PCR was performed on each extracted specimen, including the bronchus of the right lower lobe, the area in which pneumonia was present at the time of surgery, the area in which pneumonia had disappeared during treatment, and the area where there was no pneumonia throughout the treatment period. All specimens were negative for SARS-CoV-2 RNA.

Histologically, fibrosis in the alveolar wall was widely observed below the visceral pleura (Fig. 3a, b) and focally along the alveolar septum (Fig. 3c, d). Infiltration of inflammatory cells including lymphocytes, plasma cells and eosinophils was partially observed (Fig. 3e). These fibrotic and inflammatory findings were almost unobserved in the area where there was no pneumonia throughout the treatment period, however, observed in the area in which pneumonia was present at the time of surgery and the area in which pneumonia had disappeared during treatment.

Fig. 3
figure 3

af Histologically, subpleural fibrosis in the alveolar wall (arrows) was widely observed (a: Hematoxylin–Eosin staining, Scale bar = 500 µm, b: Elastica van Gieson stain, Scale bar = 200 µm) and focally along the alveolar septum (c: Hematoxylin–Eosin staining, Scale bar = 500 µm, d Elastica van Gieson stain, Scale bar = 200 µm). e Infiltration of inflammatory cells including neutrophils, lymphocytes, plasma cells and eosinophils was partially observed (Hematoxylin–Eosin staining, Scale bar = 100 µm). f Organized hemorrhagic thrombosis were found in peripheral pulmonary vessels (Elastica van Gieson stain, Scale bar = 200 µm)
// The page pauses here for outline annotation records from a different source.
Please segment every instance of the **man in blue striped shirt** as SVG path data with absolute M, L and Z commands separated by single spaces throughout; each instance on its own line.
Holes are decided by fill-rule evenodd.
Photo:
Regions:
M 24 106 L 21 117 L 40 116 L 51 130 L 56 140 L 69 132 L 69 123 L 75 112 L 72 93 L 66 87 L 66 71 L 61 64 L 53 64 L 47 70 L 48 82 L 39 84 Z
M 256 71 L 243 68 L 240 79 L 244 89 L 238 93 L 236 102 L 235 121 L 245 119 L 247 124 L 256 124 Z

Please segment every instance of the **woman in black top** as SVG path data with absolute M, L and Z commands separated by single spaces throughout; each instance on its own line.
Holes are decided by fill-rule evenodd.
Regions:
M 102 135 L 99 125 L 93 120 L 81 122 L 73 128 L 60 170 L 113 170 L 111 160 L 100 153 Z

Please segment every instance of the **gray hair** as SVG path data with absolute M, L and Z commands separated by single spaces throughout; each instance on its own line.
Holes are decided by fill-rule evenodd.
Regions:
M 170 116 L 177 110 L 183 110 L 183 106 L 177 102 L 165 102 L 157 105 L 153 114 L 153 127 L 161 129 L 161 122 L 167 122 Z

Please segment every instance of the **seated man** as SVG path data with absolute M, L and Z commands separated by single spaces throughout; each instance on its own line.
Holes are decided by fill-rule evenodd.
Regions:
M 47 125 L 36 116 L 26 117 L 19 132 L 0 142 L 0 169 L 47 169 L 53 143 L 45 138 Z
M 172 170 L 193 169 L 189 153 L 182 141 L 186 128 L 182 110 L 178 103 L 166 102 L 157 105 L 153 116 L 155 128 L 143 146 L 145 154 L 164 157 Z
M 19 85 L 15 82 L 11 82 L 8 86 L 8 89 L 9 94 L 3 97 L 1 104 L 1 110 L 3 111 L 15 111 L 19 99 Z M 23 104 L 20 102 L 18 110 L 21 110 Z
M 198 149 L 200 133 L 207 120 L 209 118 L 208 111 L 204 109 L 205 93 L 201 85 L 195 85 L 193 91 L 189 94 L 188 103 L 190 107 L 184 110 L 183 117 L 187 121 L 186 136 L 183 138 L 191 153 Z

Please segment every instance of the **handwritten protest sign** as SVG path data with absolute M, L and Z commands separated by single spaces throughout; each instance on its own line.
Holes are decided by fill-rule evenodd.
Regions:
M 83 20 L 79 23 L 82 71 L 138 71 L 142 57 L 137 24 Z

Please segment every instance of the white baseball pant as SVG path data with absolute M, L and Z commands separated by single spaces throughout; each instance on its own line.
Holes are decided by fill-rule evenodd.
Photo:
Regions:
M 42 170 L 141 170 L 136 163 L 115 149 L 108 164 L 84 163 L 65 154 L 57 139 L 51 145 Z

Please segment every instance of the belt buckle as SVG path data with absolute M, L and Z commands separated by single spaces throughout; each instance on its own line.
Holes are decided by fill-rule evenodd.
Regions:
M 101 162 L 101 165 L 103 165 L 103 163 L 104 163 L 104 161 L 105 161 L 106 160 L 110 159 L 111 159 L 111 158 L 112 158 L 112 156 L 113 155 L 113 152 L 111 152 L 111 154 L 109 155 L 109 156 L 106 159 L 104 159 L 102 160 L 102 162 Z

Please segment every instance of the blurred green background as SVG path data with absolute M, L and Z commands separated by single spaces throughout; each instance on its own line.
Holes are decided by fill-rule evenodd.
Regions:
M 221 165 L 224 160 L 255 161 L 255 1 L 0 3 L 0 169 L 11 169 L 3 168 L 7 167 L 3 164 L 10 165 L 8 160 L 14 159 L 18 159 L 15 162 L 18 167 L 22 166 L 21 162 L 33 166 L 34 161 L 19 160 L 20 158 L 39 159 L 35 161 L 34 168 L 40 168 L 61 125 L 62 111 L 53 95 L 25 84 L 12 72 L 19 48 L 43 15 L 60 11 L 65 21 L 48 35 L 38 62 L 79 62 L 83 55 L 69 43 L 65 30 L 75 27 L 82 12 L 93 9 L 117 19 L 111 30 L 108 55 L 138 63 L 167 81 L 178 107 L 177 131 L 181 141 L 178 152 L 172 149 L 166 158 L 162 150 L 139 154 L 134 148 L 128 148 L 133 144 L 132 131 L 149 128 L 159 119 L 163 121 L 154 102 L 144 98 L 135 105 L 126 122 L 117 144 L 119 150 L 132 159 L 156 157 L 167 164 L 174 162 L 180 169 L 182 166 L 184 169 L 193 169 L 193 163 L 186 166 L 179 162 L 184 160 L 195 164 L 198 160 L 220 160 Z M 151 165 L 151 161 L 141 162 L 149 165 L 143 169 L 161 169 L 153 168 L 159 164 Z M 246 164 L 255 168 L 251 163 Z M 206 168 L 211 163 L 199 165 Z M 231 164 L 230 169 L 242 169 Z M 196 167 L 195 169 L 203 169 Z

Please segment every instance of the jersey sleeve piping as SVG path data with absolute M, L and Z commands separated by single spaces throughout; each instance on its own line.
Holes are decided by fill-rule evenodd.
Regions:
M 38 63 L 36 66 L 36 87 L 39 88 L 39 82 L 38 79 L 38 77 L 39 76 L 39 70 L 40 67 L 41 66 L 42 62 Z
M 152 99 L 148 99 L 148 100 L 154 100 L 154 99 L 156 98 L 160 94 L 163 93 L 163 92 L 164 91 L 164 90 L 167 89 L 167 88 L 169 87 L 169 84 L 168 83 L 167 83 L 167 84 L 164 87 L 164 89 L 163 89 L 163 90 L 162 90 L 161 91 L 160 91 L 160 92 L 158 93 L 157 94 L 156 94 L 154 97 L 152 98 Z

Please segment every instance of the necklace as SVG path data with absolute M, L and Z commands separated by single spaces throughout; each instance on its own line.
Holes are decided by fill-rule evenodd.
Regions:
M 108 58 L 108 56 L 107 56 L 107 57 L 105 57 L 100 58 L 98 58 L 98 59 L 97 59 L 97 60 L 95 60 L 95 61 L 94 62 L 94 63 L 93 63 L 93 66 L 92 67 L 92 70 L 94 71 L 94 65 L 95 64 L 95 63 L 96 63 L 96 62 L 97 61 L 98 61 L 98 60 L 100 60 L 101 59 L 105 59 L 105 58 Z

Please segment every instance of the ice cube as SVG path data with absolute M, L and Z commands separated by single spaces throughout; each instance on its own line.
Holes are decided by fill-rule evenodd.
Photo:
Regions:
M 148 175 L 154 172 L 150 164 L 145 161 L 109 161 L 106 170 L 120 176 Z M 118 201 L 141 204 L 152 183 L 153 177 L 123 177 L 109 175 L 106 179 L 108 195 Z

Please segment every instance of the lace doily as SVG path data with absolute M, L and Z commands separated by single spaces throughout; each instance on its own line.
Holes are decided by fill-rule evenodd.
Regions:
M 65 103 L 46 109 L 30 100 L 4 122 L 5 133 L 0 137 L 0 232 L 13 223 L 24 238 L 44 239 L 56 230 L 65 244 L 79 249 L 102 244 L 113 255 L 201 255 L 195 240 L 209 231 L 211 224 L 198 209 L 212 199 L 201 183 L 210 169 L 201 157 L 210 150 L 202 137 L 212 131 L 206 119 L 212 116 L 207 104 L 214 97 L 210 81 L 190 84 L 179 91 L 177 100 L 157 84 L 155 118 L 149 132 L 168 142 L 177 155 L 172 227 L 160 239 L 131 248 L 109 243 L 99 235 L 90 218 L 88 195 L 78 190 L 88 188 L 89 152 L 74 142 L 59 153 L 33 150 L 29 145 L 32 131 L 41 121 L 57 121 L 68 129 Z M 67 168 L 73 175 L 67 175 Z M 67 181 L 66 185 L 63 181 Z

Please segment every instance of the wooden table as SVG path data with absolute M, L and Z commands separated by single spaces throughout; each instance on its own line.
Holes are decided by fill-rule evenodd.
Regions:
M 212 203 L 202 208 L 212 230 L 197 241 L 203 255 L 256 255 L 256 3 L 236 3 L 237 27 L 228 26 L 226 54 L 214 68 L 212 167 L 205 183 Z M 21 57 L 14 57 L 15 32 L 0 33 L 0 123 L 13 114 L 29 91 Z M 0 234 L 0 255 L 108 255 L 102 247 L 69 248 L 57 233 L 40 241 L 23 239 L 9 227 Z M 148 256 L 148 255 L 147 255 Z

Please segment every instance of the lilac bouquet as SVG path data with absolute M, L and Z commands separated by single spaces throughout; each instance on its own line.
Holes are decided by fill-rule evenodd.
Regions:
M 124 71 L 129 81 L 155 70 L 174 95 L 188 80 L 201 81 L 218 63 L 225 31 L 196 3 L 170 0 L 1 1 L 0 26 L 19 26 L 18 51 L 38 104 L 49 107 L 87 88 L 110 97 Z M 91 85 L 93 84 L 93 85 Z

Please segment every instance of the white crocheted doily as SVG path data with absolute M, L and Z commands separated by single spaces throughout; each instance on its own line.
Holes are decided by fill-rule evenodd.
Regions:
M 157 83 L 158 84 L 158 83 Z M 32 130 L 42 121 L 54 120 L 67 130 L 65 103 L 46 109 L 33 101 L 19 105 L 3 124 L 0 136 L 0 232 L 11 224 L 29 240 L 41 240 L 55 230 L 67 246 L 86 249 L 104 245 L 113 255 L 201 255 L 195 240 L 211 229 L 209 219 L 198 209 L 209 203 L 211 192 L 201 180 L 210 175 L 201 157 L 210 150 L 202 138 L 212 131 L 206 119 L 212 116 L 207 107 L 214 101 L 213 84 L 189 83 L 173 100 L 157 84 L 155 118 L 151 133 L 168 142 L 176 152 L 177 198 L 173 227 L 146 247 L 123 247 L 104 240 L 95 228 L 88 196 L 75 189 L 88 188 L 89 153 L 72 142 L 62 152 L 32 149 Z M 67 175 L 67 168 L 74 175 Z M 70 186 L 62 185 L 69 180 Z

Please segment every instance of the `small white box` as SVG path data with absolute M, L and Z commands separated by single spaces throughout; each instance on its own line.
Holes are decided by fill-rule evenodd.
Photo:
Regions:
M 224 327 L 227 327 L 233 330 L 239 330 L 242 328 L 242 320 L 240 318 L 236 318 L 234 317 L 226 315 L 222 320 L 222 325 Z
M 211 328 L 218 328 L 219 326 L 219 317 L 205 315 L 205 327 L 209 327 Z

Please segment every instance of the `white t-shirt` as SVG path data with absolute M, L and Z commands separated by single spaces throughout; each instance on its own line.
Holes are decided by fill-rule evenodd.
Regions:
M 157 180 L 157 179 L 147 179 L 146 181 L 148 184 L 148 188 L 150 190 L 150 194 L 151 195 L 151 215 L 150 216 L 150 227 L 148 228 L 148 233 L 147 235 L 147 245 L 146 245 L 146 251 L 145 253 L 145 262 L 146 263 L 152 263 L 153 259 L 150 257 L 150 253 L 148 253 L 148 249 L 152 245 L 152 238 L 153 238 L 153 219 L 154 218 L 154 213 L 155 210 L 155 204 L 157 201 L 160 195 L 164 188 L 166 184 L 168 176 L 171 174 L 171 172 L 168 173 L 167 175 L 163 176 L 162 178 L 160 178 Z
Intravascular hemorrhagic thrombosis was also observed in the specimen (Fig. 3f). The lung nodule was diagnosed as primary lung adenocarcinoma with its invasive size of 14 mm and predominantly papillary subtype, T1bN0M0 Stage IA2. There was no obvious change due to COVID-19 pneumonia in the tumor.


Patients with preoperative SARS-CoV-2 infection have a high mortality and morbidity rate, especially in thoracic surgery [2]. Guidelines recommend that surgery during a pandemic period should be deferred or alternative treatment methods should be considered, depending on the patient’s condition [1]. However, there is no data on the safety, infectivity, and management of elective surgery. Our patient underwent elective lung resection safely without subsequent SARS-CoV-2 spread or complications. These results can be included in a database of elective surgery during the COVID-19 pandemic.

Surgical and histopathological findings have been reported in patients with early-phase COVID-19 pneumonia [3]. Histopathology suggests infiltration of inflammatory cells, alveolar hemorrhage, thickened interstitium, and intravascular hemorrhagic thrombosis in severe cases. In our patient, although CT revealed subpleural curvilinear shadow and the thoracoscopic findings were almost within normal limits, histopathology showed fibrosis below the pleura, infiltration of lymphocytes, and intravascular hemorrhagic thrombosis 16 weeks post-admission. Although, some lung changes may be due to chronic bronchitis or emphysema, these findings suggest that fibrosis, inflammatory infiltration, and thrombosis remain for a long period after treatment for COVID-19 pneumonia. Prolonged inflammation, thrombosis, and fibrosis may cause sequelae, which has been identified as a challenge for patients. There is no relationship between residual opacities and residual virus, as indicated by negative results for SARS-CoV-2 RNA in our surgical specimens, and the timing and procedure of surgery should be determined comprehensively based on the cancer stage, range of remaining lung consolidations, respiratory function, and general condition.


The present study suggests that elective surgery is feasible for patients who have recovered from a SARS-CoV-2 infection, depending on the patient’s respiratory function and general condition. Organized fibrosis and inflammation may remain for a prolonged period after recovery from COVID-19, whereas radiologic findings improved.